A vingt heures pétantes, le président fixa le prompteur : « Françaises, Français, mes chers compatriotes... » Tout se passa comme sur des roulettes durant la première partie du discours. Les cadreurs cadraient, les ingénieurs transmettaient un son irréprochable, les deux traductrices se relayaient pour informer sourds et malentendants du message présidentiel, la scripte pianotait à folle allure sur le clavier de l’ordinateur tentant de reproduire, in extenso et sans fautes, la parole du président qui apparaissait en un long serpentin au bas de l’écran. Juju jonglait avec les images diffusées par les caméras. Il rectifiait de légers contrastes de couleurs quand il sentit que quelque chose clochait. Filmé plein cadre, le visage du président avait affiché une légère grimace, ou plutôt une contorsion, tandis que, dans son casque Juju repérait une infime hésitation dans sa voix alors qu’il disait : « Parce que nous avons su ...kon-duire les transformations nécessaires et renforcer notre crédibilité... » Les neurones de Jojo n’eurent pas le temps de faire le tour de la question qu’à nouveau la même situation se reproduisait. Le président bafouillait, il semblait butter sur certains mots. C’est alors que Juju s’aperçut, dans le bandeau retranscrivant le discours présidentiel, que certaines lettres manquaient : « ...nous avons su +++vaincre l’Allemagne puis les autres membres de l’Union Européenne de +++cevoir un plan de relance unique et massif... ».
L’allocution était courte : douze minutes (que peut-il y avoir d’important à annoncer un soir de réveillon quand on est écouté d’une oreille distraite par des gens qui se réveilleront le lendemain avec la gueule de bois et auront tout oublié de ce qui s’est passé la veille ?). Le président s’en tira sans trop d’égratignures, il ne bégaya plus devant les +++ que débitait le prompteur sur lequel défilait son texte. L’allocution terminée, après une gueulante retentissante contre la terre entière (et Juju en particulier), le président, excédé, quitta le studio.

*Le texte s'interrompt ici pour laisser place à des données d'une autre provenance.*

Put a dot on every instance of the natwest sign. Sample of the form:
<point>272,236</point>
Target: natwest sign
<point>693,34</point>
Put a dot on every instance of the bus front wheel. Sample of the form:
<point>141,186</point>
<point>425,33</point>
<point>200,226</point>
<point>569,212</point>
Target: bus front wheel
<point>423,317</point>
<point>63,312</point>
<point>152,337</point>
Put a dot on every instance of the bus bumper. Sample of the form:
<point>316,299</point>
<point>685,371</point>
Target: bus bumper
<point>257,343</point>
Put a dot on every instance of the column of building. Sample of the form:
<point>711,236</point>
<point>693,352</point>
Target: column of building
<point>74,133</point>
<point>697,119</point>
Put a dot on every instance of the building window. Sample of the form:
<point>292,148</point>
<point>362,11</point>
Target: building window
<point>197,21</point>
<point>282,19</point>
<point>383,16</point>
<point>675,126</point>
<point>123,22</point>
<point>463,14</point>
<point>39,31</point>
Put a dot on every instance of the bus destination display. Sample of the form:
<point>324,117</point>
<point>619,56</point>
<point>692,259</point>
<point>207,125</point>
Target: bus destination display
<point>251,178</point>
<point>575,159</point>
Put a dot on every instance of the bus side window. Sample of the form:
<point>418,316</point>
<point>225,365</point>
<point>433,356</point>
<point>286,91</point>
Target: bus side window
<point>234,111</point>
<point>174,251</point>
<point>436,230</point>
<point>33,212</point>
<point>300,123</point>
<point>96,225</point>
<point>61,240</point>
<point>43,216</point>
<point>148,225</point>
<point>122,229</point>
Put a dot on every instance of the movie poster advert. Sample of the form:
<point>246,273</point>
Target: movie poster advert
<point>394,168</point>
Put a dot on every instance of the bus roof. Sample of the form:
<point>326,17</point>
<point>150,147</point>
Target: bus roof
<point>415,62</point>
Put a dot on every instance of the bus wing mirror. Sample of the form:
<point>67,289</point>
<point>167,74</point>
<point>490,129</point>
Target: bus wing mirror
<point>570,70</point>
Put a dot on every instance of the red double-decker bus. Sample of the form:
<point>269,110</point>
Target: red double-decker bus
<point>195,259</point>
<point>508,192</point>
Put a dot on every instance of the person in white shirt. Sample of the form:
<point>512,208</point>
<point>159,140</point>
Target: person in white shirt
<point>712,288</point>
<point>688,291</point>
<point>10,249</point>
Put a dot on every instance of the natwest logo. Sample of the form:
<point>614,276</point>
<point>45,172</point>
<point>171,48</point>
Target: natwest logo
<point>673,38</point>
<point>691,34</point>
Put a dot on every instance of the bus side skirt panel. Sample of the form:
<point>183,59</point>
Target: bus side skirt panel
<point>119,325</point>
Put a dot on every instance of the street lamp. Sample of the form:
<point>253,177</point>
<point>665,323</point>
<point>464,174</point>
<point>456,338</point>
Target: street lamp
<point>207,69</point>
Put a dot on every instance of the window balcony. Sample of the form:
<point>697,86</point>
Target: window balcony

L’hypothèse, très probable, d’un sabotage commandité par le syndicat CGT du Livre fut très vite évoquée dans les médias d’information en continu (ce syndicat n’est pourtant pas représenté à France Télévisions). D’autres rumeurs émergèrent, balayées par celles qui les suivaient. La revendication (fantaisiste) auprès de l’Agence France Presse d’un commando intitulé « Mort aux +++s » ne fit que rallonger la sauce aigre-douce des fake-news. Il fallut près d’une semaine pour que l’on commençât enfin à démêler le vrai du faux.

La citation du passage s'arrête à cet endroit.